Queenie’s backed here by a lineup that includes several top names on the Louisiana music scene, including guitarists Jimmy Robinson and CC Adcock, keyboard players Josh Paxton, Larry Siebert and George Rossi, percussionists Doug Belote and Doug Boudreau, bassists Sarah Brown and Chris Severin, sax player Roderick Paulin, trumpet player Bobby Campo and washboard player Alex Harris McDonald, several of whom contributed tunes to the project.

The disc opens with a new version of “My Dawlin New Orleans,” which was featured in the last scene of the debut episode of Treme. Queenie delivers a lengthy, rhythmic spoken intro that colorfully describes the Big Easy before the music builds beneath her. It’s a poly rhythmic pleaser aided by Bonerama sure to put a smile on your face.

The action slows for the slow shuffle “Whatever You Had,” the realization that the singer doesn’t love her man any longer and that it’s time for him to go. Adcock’s sultry love ballad “Come Inside” is unhurriedly delivered with a strong bayou feel before a funky acoustic cover of “Down Home Girl,” a B-side release by Alvin Robinson in 1964 and a hit for The Coasters three years later.

Queenie dips into Percy Mayfield’s catalog next for a sweet take on the stop-time pleaser, “Lost My Mind,” which is delivered from the position of a lady who’s both devil and angel and “as sweet and cruel as homemade sin” before the action heats up with the soul blues “Shoulda Kept On Walkn,” another take on having been in a relationship far too long.
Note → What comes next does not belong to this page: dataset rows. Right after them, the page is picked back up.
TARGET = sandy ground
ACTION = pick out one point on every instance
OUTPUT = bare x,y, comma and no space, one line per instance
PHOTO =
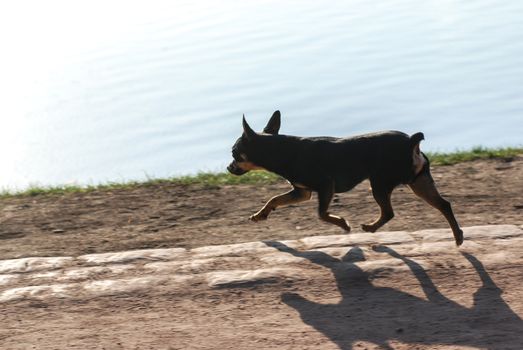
406,287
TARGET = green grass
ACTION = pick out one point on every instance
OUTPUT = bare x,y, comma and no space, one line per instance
254,177
474,154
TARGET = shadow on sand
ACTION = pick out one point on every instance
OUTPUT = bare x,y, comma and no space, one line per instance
380,314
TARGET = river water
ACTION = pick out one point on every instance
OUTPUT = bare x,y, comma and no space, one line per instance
116,90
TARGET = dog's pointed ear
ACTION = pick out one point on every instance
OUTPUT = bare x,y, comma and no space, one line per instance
247,131
273,126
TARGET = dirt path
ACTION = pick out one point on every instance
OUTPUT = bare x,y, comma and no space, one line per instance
388,290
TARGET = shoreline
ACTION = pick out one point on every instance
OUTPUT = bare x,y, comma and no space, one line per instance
252,178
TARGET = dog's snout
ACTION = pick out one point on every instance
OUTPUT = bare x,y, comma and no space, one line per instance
234,169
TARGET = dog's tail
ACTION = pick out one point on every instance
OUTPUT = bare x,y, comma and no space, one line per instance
415,140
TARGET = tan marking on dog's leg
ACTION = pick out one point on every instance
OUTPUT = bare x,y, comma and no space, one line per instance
295,195
418,161
324,198
425,188
382,197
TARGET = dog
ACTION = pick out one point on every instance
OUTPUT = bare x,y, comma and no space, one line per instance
329,165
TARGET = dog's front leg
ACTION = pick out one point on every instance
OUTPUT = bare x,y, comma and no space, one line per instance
325,194
295,195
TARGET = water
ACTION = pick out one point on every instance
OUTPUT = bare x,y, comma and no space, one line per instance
115,90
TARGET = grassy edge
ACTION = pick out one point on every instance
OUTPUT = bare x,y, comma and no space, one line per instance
256,177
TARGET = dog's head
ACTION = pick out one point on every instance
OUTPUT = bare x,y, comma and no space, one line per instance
246,146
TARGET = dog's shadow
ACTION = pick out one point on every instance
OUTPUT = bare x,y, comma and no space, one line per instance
379,314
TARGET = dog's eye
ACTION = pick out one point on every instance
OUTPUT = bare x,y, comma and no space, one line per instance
236,155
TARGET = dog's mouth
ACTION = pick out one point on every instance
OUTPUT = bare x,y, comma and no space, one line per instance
234,169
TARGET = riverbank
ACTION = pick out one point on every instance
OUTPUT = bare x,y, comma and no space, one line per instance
167,214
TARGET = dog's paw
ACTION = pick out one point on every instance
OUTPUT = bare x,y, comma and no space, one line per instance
346,226
458,236
369,228
259,216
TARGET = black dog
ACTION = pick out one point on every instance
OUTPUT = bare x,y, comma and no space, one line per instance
329,165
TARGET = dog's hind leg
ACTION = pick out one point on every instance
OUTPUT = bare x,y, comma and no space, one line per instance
325,195
424,187
382,196
295,195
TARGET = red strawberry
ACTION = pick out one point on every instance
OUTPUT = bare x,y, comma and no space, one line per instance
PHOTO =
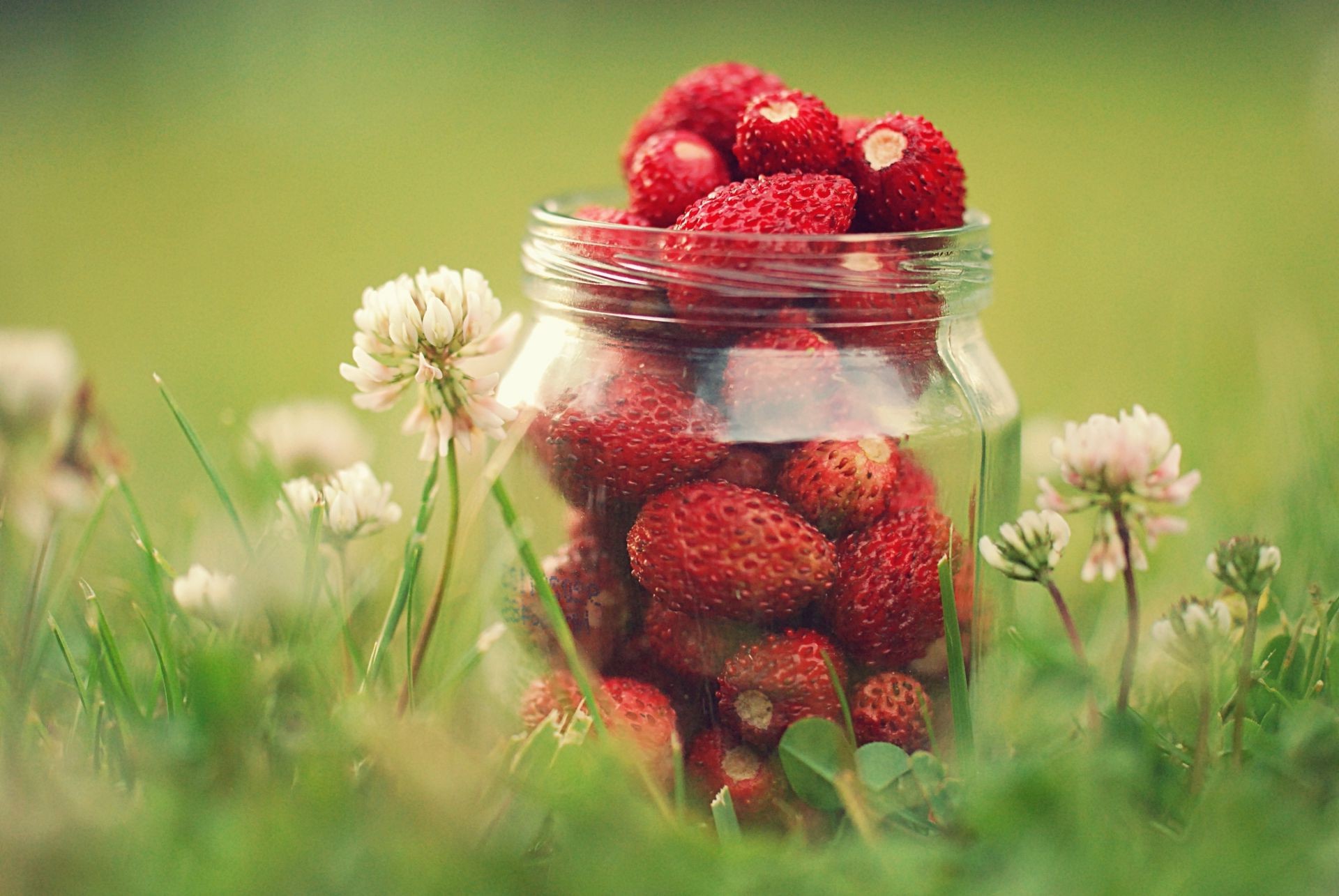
892,315
753,468
630,708
841,485
707,102
630,434
670,172
729,552
886,608
714,271
593,595
770,372
849,126
690,644
718,760
787,130
771,683
610,215
908,176
915,488
888,708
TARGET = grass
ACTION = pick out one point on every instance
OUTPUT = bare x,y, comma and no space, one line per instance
205,192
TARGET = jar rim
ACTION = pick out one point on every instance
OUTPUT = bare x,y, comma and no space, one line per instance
577,266
551,212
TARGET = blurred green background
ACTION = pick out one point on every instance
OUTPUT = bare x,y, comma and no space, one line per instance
204,189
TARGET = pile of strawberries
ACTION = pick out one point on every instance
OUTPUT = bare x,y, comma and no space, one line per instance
720,587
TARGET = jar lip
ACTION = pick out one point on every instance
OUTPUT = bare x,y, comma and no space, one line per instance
551,212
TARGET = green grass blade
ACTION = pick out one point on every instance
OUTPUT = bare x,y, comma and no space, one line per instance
723,813
841,697
170,697
70,660
211,471
550,602
409,574
112,655
958,693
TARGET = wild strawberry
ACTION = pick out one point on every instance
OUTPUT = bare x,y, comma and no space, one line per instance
630,709
915,487
753,468
888,708
670,172
718,760
630,434
769,369
886,608
610,215
771,683
908,176
896,317
690,644
729,552
707,102
849,126
592,592
841,485
782,204
787,130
Penned by Austin-based Brown, the percussive “He Knows His Way Around” finds Queenie in the role of a MILF on the hunt for a young, skillful lover. A bare-bones take on Sam Cooke classic “Lost And Lookin’” is up next with the singer basically a capella except for the beating of a drum before “Slingshots And Boomerangs,” an uptempo swamp rocker written by Adcock and featuring Queenie’s son, Alex, on washboard.

First recorded David Bowie in the ‘70s, “Stay” comes across with a New Orleans feel in a six-minute version that’s both slower and funkier than the original before “Every Time Like The First Time,” written by John Magnie of The Subdudes, and “If Ever I Cease To Love,” the ballad that’s served the Mardi Gras theme for the Rex Krewe since its first parade in 1872, bring the album to a close.

Hopefully, Purple Heart isn’t Little Queenie’s swan song. Available through Amazon and other retailers, she percolates and simmers like fine gumbo.